Spotify’s billionaire CEO has shown exactly where his priorities sit. Earlier this month, Daniel Ek led a €600 million funding round for the Berlin defence company Helsing. The start-up builds artificial-intelligence systems for drones, submarines and battlefield targeting. At the same time, UK artists still receive less than a penny per play, with each Spotify stream paying roughly £0.0025. That gulf reveals how a platform fuelled by music now funnels the rewards into warfare technology instead of creative livelihoods.

Helsing’s software is not experimental. European militaries already deploy its tools to blend live data from aircraft, satellites and ground vehicles, allowing commanders to identify and strike targets at speed. Ek’s investment will expand those programmes even faster. Meanwhile, Spotify has introduced a rule that strips royalties from tracks played fewer than 1,000 times a year, a policy confirmed by Music Business Worldwide. Small artists now see their modest earnings vanish while their work helps bankroll autonomous weapons.

Spotify still markets itself as an ally of creators. Yet its recent actions tell a different story. Rather than improving pay or building support schemes, the company is diverting income toward private defence deals and political donations.

Anger grows across the UK music community

Independent musicians have reacted quickly. Amsterdam label Kalahari Oyster Cult announced it will remove its entire catalogue from Spotify on 1 July 2025, stating it refuses to let its music “benefit a platform led by someone backing tools of war, surveillance and violence”.

Closer to home, UK rapper and TikTok creator Ice Man Mir told his 400,000 followers, “He just took $690 million and put it into this AI-drone company that’s literally going to make military warfare… I’m cancelling my subscription.” He closed with the hashtag #BoycottSpotify.

Furthermore, other artists now swap Spotify links for direct downloads, delay new releases and encourage fans to stream less and support more. Remaining on the platform feels increasingly impossible if doing so helps fund military projects.

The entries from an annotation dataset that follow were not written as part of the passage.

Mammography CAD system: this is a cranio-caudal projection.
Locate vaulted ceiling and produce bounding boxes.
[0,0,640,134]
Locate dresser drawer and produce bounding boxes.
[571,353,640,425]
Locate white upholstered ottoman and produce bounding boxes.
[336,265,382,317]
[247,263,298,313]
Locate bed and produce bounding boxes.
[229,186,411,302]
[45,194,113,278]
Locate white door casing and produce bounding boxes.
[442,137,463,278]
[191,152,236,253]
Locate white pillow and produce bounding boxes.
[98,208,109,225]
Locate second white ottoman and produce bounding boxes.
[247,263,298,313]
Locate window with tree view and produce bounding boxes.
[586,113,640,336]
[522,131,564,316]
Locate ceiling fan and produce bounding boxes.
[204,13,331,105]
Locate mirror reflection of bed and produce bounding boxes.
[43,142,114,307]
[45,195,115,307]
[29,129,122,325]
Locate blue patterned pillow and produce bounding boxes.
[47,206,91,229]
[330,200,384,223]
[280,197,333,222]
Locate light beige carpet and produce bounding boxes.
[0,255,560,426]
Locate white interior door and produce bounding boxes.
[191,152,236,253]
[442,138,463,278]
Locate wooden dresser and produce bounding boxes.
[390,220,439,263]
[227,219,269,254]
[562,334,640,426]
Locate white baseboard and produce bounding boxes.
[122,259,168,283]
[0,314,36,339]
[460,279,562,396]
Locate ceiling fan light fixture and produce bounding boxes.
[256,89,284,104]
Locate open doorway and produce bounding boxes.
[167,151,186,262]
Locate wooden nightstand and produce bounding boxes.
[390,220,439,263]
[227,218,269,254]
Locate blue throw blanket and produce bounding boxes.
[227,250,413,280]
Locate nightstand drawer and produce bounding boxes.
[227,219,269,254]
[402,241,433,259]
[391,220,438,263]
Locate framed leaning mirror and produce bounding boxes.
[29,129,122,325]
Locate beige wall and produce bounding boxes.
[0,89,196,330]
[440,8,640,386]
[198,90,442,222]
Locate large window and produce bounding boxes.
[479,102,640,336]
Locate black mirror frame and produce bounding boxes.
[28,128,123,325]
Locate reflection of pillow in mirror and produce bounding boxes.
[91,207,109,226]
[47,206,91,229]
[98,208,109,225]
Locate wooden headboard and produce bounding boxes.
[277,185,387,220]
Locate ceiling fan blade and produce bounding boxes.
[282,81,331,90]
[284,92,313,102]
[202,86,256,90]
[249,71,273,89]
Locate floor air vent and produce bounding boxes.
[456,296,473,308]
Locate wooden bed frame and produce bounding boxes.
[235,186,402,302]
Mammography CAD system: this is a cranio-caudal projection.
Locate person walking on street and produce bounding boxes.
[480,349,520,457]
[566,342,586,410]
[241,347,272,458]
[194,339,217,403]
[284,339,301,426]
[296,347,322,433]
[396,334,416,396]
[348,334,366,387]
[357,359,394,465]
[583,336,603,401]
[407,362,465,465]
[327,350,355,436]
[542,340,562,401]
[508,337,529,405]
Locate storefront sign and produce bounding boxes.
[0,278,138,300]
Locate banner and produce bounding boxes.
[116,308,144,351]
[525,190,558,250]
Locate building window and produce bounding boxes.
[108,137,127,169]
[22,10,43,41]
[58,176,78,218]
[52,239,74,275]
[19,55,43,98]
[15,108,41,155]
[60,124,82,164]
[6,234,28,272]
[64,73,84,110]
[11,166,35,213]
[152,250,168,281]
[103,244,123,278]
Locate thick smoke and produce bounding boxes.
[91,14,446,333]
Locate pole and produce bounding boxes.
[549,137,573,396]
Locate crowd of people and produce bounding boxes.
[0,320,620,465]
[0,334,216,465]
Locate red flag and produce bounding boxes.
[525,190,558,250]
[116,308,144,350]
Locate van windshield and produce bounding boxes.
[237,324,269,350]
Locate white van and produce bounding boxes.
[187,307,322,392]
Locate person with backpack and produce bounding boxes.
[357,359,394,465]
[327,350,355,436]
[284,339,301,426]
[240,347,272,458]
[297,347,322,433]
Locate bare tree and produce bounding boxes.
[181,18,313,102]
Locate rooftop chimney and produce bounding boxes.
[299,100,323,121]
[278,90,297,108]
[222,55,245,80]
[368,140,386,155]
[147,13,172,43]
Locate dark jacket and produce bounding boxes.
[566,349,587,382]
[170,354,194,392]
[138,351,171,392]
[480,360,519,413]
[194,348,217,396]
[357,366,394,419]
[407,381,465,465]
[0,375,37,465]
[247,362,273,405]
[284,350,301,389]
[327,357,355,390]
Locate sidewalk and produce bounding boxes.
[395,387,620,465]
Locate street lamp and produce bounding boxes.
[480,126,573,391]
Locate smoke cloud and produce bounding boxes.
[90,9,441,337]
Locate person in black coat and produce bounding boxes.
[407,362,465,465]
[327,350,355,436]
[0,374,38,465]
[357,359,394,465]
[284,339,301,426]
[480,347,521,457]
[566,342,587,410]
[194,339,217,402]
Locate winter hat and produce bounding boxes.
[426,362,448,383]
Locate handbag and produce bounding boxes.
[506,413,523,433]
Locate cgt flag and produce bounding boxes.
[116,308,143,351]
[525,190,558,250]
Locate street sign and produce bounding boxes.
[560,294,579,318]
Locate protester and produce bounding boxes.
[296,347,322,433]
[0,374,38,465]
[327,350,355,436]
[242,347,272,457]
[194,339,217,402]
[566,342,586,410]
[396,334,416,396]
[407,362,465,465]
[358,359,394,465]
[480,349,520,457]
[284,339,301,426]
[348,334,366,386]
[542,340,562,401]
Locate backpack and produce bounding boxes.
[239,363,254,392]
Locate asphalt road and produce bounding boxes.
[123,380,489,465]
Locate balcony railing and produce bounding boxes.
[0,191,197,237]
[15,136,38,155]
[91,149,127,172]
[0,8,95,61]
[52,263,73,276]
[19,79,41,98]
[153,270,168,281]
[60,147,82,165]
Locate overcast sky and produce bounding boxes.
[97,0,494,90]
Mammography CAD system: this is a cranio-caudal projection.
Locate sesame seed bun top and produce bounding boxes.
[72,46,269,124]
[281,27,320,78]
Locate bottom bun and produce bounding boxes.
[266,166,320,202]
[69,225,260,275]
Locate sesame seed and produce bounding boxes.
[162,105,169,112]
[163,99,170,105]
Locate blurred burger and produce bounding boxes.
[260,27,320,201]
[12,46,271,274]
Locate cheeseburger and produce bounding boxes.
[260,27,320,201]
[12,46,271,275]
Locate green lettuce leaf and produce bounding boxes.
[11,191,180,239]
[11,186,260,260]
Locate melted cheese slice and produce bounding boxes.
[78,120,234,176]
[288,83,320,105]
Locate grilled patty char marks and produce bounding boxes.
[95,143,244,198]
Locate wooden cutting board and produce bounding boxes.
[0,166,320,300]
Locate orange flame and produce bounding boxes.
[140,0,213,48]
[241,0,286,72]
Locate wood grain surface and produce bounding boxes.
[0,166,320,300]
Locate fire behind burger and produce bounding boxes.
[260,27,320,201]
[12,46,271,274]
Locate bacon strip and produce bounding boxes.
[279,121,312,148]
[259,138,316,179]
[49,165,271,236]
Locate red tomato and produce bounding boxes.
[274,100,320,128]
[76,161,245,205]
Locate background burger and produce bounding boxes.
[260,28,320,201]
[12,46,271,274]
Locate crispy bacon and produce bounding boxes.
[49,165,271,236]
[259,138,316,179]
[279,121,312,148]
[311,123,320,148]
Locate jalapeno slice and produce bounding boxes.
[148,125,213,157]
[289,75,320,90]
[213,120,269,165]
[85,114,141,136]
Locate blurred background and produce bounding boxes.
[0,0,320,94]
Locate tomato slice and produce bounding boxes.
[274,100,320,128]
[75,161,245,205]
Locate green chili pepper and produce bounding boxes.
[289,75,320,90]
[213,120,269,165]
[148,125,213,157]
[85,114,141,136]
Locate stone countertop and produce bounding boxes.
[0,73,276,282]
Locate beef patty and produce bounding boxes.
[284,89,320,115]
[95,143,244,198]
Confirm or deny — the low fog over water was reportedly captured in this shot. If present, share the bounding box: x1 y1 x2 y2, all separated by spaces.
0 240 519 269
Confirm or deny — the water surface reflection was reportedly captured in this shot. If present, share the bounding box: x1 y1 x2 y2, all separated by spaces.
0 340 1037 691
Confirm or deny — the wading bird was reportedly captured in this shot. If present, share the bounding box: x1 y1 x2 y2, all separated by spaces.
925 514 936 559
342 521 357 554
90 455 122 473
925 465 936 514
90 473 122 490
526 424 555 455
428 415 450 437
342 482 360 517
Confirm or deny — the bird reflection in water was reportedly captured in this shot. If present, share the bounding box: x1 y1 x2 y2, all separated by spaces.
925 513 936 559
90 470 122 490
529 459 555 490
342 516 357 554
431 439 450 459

Listeners begin to make choices

Spotify’s political spending has deepened the divide. On 19 January 2025 the company gave $150,000 (about £118,000) to Donald Trump’s Presidential Inauguration Committee and hosted a private brunch. Although Spotify framed the donation as routine corporate engagement, many UK musicians and their audiences view it as another sign that the company’s values clash with their own.

Consequently, listeners are migrating to alternatives. Sales on Bandcamp send roughly 82 percent of each pound directly to artists. Co-operative service Resonate lets fans pay per play while artists keep full control of their catalogues. In addition, livestream donations or merchandise sales often outstrip months of Spotify income. Because these options feel transparent and fair, many fans see little reason to stay with a service that channels revenue into AI weapons.

Labels are following suit. Catalogues disappear, subscription screenshots circulate on social media, and posters urging cancellation pop up in gig venues. The boycott no longer sits in theory; it is under way.

Time to decide who benefits from music

Spotify once symbolised effortless discovery and endless choice. Now its leadership prefers spending on military automation instead of ensuring musicians earn a living wage. When most artists juggle rent, travel costs and rehearsal fees, funneling profits to defence tech sends a stark message: culture is expendable.

The UK music scene has survived economic shocks, austerity cuts and touring chaos. Yet it cannot thrive while its value feeds industries that do not serve art. Every cancelled subscription challenges Spotify’s priorities. Every redirected tenner, whether it buys a record, supports a crowdfund or covers a gig ticket, helps rebuild an ecosystem that streaming has eroded.

Music should unite communities, not power surveillance and targeting. If Spotify no longer reflects those values, walking away becomes an act of solidarity. Cancel the subscription. Share ethical alternatives. Spend where it matters most.